Przyszedł czas na podsumowanie pierwszych 2 tygodni. Dotychczas jadłam co 2 godziny, bo jadłam małe porcje -tyle ile mi się mieściło "na raz". Uczę się praktycznie tych zasad, przyznam, że robiłam odstępstwa, np. w postaci serka wiejskiego 3%. Bezwzględnie przestrzegam: nie łączenia produktów, owoc i śniadanie wg wskazań Kokolidka. Schudłam w sumie 1,5 kg (chudłam, tyłam, chudłam,tyłam, chudłam,chudłam...). Głównie dlatego, że wcześniej, zwłaszcza po południu, mało jadłam i chyba byłam niedożywiona. Wiem, że to mały spadek wagi, w porównaniu np.z Jolą, ale nie byłam tak restrykcyjna jak Ona. I znając swój organizm, wiem też, że on broni się mocno przed chudnięciem. W poprzednim odchudzaniu dopiero po miesiącu zaczął się widoczny spadek wagi.
Wnioski z 2 tygodni:poznaję swój organizm; po czym czuję się nadal głodna, co mi służy. Niestety (dla mnie) służy mi mięso (wołowina, kurczak, indyk)- a tak bardzo chciałabym je ograniczyć
. Warzywa, te wskazane, oczywiście jem, ale bez entuzjazmu...
Najtrudniejszy czas dla mnie to czas 7.00-16.00. Śniadanie: (7.00)2 kromki chleba z masłem (przedtem jabłko lub pomarańcza). II śniadanie: (9.00-10.00) 2 kromeczki chleba lub owoc i potem DRAMAT.Bo ok. 12.00-13.00 znowu jestem wściekle głodna ( ratowałam się serkiem wiejskim z pomidorem lub ogórkiem kiszonym lub selerem naciowym - wiem, nabiał bee... lub czasami zupą warzywną). W domu ok. 16ej obiad (syty),potem długo nie chce mi się jeść, a tu jeszcze podwieczorek i kolacja, a chodzę spać ok. 21.30. mało czasu na "zjeście"tylu posiłków.

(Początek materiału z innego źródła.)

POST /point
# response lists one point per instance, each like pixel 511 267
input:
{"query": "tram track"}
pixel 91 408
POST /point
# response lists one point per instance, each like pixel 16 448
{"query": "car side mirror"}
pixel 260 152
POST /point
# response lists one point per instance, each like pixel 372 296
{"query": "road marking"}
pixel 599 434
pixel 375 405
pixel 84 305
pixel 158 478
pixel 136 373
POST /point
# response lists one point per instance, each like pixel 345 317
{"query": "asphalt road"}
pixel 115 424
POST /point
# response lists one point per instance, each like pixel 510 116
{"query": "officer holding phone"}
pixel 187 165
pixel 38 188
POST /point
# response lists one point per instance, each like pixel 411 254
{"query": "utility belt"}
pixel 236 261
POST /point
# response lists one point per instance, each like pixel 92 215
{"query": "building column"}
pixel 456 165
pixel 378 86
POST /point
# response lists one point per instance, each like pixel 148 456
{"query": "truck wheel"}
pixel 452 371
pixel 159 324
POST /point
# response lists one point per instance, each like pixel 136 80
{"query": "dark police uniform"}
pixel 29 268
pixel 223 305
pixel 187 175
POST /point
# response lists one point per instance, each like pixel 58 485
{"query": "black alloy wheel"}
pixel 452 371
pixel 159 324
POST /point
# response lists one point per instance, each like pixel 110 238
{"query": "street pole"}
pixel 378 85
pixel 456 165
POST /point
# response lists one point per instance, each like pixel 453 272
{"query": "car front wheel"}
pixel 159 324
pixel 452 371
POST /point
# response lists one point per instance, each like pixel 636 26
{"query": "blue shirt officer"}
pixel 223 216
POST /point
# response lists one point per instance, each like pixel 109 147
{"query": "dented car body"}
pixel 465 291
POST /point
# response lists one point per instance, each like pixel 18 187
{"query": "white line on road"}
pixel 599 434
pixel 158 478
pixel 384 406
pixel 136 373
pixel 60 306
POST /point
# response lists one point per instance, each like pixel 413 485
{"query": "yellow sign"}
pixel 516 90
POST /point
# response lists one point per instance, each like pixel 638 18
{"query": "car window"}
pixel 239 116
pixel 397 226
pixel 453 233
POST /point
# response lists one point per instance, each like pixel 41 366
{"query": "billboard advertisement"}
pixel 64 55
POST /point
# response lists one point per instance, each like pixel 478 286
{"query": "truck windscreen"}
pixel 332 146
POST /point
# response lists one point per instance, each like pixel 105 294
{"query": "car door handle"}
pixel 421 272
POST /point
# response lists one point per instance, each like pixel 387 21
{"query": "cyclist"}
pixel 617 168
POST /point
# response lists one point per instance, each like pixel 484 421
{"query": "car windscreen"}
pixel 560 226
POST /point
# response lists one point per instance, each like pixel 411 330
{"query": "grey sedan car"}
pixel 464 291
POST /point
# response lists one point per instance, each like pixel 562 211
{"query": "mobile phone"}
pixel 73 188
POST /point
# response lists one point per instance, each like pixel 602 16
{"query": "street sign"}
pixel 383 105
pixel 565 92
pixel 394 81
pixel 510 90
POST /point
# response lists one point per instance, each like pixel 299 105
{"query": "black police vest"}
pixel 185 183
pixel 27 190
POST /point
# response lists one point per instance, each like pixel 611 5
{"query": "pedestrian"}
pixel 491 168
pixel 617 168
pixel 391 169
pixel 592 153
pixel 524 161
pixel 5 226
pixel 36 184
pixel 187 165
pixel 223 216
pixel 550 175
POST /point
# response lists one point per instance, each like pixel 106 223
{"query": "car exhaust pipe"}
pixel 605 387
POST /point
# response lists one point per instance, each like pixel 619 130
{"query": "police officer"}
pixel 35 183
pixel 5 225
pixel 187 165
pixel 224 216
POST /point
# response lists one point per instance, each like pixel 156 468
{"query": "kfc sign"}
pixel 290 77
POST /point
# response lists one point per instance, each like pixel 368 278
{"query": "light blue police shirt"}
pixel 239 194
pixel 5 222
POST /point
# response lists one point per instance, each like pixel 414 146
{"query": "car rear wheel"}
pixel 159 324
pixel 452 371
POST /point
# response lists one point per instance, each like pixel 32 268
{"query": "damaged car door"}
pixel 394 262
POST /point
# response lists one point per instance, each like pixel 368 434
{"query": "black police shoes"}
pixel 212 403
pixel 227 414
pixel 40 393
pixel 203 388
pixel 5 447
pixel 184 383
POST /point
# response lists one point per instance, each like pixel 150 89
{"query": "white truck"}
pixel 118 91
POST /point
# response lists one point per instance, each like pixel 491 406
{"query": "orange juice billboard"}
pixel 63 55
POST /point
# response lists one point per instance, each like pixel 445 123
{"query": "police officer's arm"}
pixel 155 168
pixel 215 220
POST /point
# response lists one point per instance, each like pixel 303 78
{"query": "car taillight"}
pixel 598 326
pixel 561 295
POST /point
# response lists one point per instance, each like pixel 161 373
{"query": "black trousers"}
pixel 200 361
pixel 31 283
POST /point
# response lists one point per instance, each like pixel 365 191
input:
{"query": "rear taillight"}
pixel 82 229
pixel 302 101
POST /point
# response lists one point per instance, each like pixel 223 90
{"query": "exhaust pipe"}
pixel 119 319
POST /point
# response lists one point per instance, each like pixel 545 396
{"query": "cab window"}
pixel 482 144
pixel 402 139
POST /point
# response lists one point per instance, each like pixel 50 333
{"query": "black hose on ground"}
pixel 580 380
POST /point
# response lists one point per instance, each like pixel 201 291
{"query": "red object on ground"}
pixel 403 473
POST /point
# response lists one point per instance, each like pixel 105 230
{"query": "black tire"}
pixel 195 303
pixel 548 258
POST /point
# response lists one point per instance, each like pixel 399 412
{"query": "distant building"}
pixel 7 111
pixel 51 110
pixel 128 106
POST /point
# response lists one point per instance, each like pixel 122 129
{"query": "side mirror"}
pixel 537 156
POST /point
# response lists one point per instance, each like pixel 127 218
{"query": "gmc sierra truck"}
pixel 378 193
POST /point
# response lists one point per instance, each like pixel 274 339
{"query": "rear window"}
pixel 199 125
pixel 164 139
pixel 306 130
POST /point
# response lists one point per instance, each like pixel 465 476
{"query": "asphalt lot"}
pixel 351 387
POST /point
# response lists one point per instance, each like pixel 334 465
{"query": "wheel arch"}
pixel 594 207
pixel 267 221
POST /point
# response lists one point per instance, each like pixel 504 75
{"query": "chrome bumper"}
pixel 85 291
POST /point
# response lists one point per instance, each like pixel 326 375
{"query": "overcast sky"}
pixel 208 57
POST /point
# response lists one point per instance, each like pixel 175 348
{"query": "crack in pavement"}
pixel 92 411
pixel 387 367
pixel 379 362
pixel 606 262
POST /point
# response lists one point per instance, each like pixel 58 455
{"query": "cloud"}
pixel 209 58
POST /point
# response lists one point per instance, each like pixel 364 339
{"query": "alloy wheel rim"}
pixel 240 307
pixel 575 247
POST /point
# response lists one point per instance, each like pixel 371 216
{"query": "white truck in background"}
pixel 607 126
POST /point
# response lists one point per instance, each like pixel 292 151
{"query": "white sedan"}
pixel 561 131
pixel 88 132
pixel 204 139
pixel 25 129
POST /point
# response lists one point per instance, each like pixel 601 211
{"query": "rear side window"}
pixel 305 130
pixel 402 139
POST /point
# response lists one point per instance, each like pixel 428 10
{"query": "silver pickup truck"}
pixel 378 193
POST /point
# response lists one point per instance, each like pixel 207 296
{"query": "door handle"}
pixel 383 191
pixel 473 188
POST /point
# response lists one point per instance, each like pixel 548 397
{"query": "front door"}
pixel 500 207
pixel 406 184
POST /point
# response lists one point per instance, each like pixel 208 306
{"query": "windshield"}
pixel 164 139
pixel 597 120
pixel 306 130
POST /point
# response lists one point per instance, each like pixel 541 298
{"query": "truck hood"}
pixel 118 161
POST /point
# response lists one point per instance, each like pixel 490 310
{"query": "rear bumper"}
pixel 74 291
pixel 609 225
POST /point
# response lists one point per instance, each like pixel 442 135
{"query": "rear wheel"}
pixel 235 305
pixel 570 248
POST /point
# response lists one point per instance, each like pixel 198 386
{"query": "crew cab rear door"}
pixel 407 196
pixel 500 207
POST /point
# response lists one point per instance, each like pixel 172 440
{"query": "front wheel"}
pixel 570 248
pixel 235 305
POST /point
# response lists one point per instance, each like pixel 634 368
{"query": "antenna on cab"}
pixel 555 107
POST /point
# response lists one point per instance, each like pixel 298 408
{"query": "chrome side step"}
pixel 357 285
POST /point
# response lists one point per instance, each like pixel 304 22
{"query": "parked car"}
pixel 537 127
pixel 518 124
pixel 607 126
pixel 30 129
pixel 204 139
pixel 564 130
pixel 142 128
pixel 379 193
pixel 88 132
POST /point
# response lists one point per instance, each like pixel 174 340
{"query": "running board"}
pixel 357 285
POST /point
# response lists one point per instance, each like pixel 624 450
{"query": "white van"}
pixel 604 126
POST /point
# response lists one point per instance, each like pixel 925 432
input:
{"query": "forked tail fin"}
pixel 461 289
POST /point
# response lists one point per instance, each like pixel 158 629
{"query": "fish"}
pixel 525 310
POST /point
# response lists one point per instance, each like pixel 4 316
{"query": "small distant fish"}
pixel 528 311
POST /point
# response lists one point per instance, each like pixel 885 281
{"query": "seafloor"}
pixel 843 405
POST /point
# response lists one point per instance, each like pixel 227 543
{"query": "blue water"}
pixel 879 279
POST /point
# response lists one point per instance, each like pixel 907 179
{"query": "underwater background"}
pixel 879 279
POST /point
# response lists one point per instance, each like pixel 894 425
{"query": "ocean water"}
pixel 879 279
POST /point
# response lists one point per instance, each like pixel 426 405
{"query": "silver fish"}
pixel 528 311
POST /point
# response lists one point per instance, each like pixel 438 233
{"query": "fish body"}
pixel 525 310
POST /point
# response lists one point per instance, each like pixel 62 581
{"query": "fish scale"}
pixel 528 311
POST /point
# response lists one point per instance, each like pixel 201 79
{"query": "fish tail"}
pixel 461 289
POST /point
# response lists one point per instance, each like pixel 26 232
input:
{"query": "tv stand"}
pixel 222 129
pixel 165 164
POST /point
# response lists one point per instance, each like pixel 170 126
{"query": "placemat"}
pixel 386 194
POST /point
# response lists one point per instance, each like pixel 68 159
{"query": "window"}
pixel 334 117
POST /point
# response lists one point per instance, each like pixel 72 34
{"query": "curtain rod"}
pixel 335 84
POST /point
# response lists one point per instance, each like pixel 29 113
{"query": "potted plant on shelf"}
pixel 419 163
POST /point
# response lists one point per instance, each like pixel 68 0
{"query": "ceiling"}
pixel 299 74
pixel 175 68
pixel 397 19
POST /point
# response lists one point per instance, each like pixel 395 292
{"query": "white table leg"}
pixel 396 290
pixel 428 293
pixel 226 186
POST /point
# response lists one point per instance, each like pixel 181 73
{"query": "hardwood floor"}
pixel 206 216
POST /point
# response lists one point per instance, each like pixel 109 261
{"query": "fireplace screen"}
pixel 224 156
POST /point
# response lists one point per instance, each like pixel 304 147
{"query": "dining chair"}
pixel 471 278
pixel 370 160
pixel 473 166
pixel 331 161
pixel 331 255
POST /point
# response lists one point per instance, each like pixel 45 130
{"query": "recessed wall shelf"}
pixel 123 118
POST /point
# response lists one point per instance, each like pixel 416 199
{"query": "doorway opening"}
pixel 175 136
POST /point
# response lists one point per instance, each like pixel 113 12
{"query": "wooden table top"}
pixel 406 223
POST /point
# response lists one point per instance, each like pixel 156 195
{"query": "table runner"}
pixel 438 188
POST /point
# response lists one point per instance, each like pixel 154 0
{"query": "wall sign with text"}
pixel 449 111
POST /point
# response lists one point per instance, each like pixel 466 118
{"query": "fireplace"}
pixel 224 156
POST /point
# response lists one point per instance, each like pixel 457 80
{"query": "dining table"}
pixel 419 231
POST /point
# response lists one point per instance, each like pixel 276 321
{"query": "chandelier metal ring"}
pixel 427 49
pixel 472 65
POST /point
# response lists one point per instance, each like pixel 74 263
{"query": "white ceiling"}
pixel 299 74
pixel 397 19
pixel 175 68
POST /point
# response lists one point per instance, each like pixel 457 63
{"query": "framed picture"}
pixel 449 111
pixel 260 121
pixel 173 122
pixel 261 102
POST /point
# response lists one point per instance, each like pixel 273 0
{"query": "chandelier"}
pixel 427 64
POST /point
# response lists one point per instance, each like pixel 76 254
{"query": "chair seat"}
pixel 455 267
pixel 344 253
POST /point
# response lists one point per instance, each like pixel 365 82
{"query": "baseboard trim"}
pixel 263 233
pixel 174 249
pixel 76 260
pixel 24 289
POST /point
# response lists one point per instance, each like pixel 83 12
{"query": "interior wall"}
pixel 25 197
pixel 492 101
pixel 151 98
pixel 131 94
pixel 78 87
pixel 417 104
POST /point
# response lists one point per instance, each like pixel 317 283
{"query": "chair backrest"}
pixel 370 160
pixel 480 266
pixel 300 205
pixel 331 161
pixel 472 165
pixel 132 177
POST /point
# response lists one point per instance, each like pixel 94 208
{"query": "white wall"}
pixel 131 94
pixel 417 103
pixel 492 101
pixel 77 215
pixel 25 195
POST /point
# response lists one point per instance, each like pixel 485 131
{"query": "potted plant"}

Nie potrafię na razie wypijać 1,5 l wody, a rano po obudzeniu zdarzają się odciski z poduszki- czyli za mało wody. Szukam sposobu dla siebie na tę wodę
.
Kokolidku - i moje pytania:
1. Czy mogę jeść 6 a nie 5 posiłków dziennie? Głównie chodzi mi o III śniadanie
.
2. Czy moje drugie (lub trzecie- jeśli to możliwe) śniadanie to może być (oprócz chlebka w II śniadaniu, bo w III już bez chlebka): sałatka z pomidorów lub ogórka kiszonego lub sałaty liściowej lub cukinii? -warzywa mnie "zapychają" i jestem w stanie dotrwać do 16-ej. Czy jeśli mogę- III śniadanie to może być zupa warzywna ze wskazanych przez Ciebie warzyw?
2. Czy mogę jeść na II śniadanie avocado? Np. z pomidorem?. 1/2 Avocado bardzo mnie syci i 3 godziny mogę spokojnie wytrzymać (wtedy bez III śniadania).
3. Biorąc pod uwagę mojego eM: czy on ma spożywać taką samą gramaturę mięsa czy większą? Bo rozumiem, że warzywa "po kokardę" ?
Wiem, że nie zrezygnuję z takiej formy jedzenia. Czuję się lepiej, lżej. Jestem cierpliwa i ile czasu mi zajmie chudnięcie, to zajmie. Wliczam "wpadki" w rozsądnych ilościach.
I bardzo Ci dziękuję za chęć dzielenia się wiedzą, która SIĘ SPRAWDZA i za cierpliwość dla takich jak ja.